Two quotes come to mind for me:
“Learning is a life-long endeavor that should be filled with new passions, new curiosities, and new challenges that search for new meanings and tap into new possibilities.”
“Meaningful engagement is at the heart of diversity.”
Outside of work, what are your hobbies/interests? What are you passionate about?
I am heavily involved in social activism though the Thomas Merton Center, the Urban League, and the Pennsylvania Women’s Work. I am also passionate about sustainability and environmental issues, jazz music, cultural and Broadway shows, and gardening. Trying out new recipes is always fun, too.
All-time favorite book: To Kill a Mocking Bird by Harper Lee
It is also one of my favorite classic movies. I am a huge fanatic when it comes to black and white cinematography.
If you could have dinner with anyone in the world, dead or alive, who would it be and why?
I would want to have dinner with Maya Angelou. She was a refined culturalist and feminist. A phenomenal woman, indeed. She understood the power of words to empower social change and personal enrichment. Two of my favorite quotes from her are:
“One isn’t necessarily born with courage, but one is born with potential. Without courage, we cannot practice any other virtue with consistency. We can’t be kind, true, merciful, generous, or honest.”
“I’ve learned that people will forget what you said, people will forget what you did, but people will never forget how you made them feel.”
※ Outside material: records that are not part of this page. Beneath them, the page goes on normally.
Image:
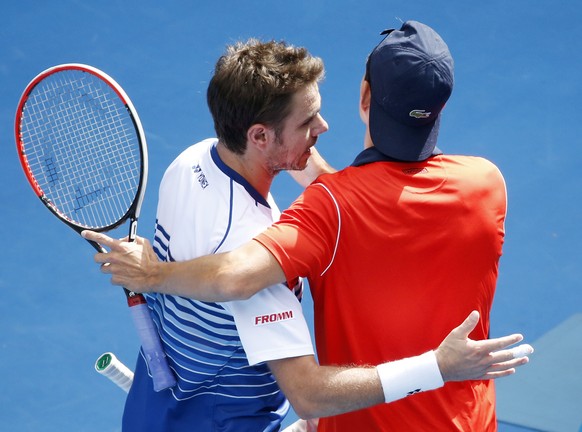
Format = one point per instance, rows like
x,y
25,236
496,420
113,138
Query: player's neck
x,y
249,167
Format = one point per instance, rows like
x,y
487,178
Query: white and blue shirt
x,y
216,350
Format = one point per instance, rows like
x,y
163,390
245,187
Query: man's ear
x,y
365,100
259,136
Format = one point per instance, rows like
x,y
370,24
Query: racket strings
x,y
82,148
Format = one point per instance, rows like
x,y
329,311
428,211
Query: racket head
x,y
82,147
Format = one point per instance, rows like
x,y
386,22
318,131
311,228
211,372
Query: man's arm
x,y
320,391
235,275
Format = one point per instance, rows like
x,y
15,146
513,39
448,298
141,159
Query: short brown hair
x,y
254,82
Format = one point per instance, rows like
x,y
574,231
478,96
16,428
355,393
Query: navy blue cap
x,y
411,78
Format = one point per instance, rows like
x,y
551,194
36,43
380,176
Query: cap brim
x,y
399,141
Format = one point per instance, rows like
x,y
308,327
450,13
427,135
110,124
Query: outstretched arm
x,y
235,275
320,391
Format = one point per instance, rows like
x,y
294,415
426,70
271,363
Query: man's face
x,y
299,133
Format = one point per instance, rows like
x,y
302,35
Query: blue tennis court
x,y
515,102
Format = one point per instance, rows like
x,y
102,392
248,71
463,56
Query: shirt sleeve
x,y
305,239
271,325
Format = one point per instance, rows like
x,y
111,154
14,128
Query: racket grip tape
x,y
108,365
162,376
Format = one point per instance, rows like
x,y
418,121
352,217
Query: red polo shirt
x,y
397,255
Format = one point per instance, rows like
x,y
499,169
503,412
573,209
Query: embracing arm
x,y
235,275
320,391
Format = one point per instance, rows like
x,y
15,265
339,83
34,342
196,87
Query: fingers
x,y
491,345
100,238
516,353
522,350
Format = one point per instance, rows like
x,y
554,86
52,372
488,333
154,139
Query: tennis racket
x,y
83,150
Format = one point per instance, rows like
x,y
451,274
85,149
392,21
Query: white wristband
x,y
408,376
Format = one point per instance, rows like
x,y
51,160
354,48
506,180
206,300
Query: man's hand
x,y
460,358
131,264
316,165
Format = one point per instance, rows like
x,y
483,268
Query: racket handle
x,y
162,376
108,365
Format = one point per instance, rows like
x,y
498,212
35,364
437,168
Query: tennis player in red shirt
x,y
398,248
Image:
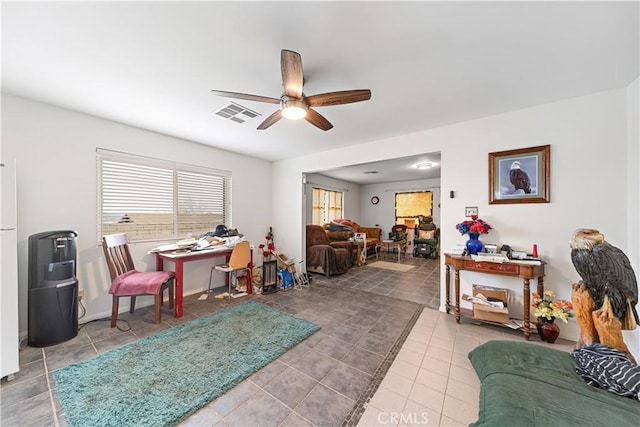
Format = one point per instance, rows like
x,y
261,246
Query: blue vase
x,y
473,244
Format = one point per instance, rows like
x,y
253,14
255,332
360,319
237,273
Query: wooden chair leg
x,y
158,306
171,291
114,311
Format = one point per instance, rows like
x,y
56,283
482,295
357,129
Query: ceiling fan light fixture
x,y
293,109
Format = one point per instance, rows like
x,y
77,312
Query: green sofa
x,y
525,384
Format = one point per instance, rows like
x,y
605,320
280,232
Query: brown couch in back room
x,y
352,227
327,257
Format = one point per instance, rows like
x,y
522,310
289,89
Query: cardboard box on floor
x,y
485,312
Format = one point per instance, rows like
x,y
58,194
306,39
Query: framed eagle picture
x,y
519,176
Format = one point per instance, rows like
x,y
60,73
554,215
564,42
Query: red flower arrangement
x,y
269,248
475,225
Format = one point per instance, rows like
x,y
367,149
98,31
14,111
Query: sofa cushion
x,y
525,384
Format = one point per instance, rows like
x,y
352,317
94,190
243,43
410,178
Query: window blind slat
x,y
152,200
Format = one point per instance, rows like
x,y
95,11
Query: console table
x,y
513,268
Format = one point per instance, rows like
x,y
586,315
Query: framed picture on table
x,y
519,176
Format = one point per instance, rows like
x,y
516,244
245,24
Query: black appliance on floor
x,y
53,288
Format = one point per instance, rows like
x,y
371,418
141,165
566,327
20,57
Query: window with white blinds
x,y
410,205
326,206
151,199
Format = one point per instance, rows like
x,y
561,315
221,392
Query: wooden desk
x,y
514,269
179,258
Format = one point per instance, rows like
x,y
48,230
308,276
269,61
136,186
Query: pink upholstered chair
x,y
126,281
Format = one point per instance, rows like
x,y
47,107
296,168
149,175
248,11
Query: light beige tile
x,y
397,383
450,422
410,356
417,346
465,392
421,329
372,417
461,360
388,401
415,414
432,380
404,369
439,354
435,365
445,343
459,410
466,376
427,397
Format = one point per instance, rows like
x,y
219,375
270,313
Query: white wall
x,y
56,157
589,182
633,160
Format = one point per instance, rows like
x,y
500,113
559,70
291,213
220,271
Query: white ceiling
x,y
428,64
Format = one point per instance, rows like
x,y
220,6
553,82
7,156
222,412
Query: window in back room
x,y
326,205
410,205
151,199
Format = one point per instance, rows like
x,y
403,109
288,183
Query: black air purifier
x,y
53,288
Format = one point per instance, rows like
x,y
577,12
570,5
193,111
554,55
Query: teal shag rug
x,y
161,379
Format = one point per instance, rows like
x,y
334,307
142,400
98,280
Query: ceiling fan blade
x,y
338,98
317,120
246,96
270,120
292,76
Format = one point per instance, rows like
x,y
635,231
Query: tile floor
x,y
382,358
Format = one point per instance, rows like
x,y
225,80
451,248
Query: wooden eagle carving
x,y
606,274
519,178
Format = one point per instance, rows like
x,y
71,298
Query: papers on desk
x,y
482,300
497,258
204,243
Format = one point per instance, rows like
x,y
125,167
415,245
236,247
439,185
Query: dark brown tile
x,y
325,407
347,380
59,357
12,396
260,410
314,364
290,387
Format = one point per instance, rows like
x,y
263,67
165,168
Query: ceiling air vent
x,y
236,113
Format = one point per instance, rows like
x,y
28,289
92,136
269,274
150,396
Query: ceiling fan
x,y
294,104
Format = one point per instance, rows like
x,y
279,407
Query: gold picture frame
x,y
520,176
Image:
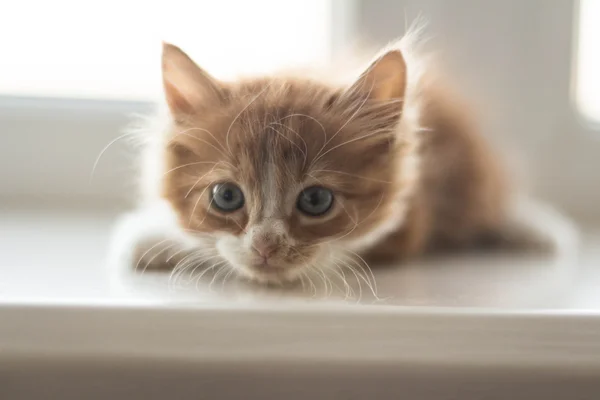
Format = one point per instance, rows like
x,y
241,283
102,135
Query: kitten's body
x,y
408,171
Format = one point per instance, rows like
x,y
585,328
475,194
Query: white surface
x,y
61,257
482,320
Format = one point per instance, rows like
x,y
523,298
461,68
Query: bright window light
x,y
588,63
110,49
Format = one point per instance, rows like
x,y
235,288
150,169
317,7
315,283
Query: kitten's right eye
x,y
227,197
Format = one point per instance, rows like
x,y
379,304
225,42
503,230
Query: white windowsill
x,y
58,303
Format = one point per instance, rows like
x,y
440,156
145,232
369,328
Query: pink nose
x,y
264,247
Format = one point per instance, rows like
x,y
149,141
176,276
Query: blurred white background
x,y
72,73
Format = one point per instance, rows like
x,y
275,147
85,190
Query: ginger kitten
x,y
278,176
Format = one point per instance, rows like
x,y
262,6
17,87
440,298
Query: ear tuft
x,y
186,85
385,79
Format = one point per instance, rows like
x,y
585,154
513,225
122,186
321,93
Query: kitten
x,y
279,175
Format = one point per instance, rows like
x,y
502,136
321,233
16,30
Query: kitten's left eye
x,y
227,197
315,201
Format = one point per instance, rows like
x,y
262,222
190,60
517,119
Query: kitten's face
x,y
277,172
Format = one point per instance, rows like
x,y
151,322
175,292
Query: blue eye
x,y
227,197
315,201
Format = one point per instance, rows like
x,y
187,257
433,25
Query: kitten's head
x,y
276,172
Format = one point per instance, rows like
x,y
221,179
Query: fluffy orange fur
x,y
407,170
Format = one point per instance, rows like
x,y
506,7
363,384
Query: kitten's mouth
x,y
269,273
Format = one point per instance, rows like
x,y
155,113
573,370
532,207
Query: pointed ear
x,y
186,85
385,79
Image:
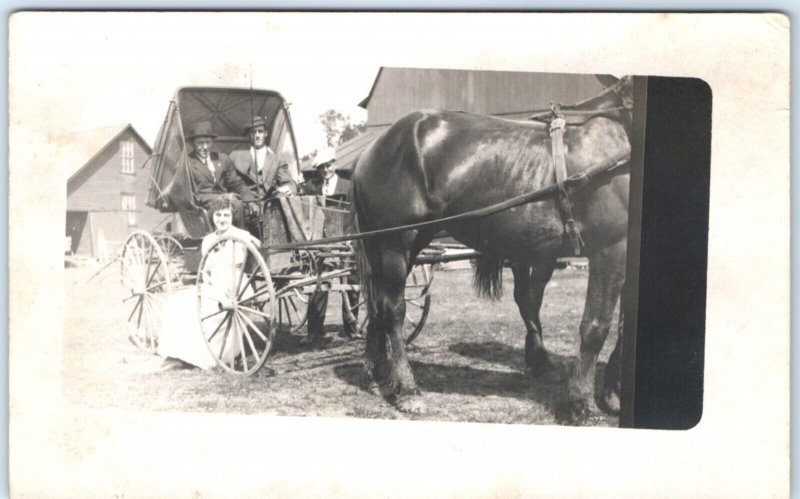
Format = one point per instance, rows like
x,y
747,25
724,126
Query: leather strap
x,y
560,167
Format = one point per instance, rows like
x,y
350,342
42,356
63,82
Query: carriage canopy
x,y
228,110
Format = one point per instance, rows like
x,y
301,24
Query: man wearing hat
x,y
323,179
262,172
212,172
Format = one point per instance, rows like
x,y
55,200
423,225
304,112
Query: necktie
x,y
210,167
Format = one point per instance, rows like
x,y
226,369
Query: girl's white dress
x,y
181,336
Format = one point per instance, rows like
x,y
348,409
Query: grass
x,y
468,361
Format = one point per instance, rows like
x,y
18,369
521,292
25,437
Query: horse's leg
x,y
529,284
611,385
390,366
606,277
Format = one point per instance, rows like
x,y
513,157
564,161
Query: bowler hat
x,y
200,129
254,122
324,157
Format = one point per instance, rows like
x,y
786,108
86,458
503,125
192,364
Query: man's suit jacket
x,y
208,186
274,173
You get to eat a meal where fat, calories, sodium, and cholesterol get completely wiped off the books. What would be your food of choice for this very special (and sadly impossible) meal?
There is nothing like my love of seafood and the improvisation of jazz music. So my meal of choice would be a steaming bowl of seafood jambalaya with a side of buttery cornbread. And, as always, the Louisiana hot sauce provides an extra special kick while Miles Davis, John Coltrane, or even Harry Connick Jr. plays the background music!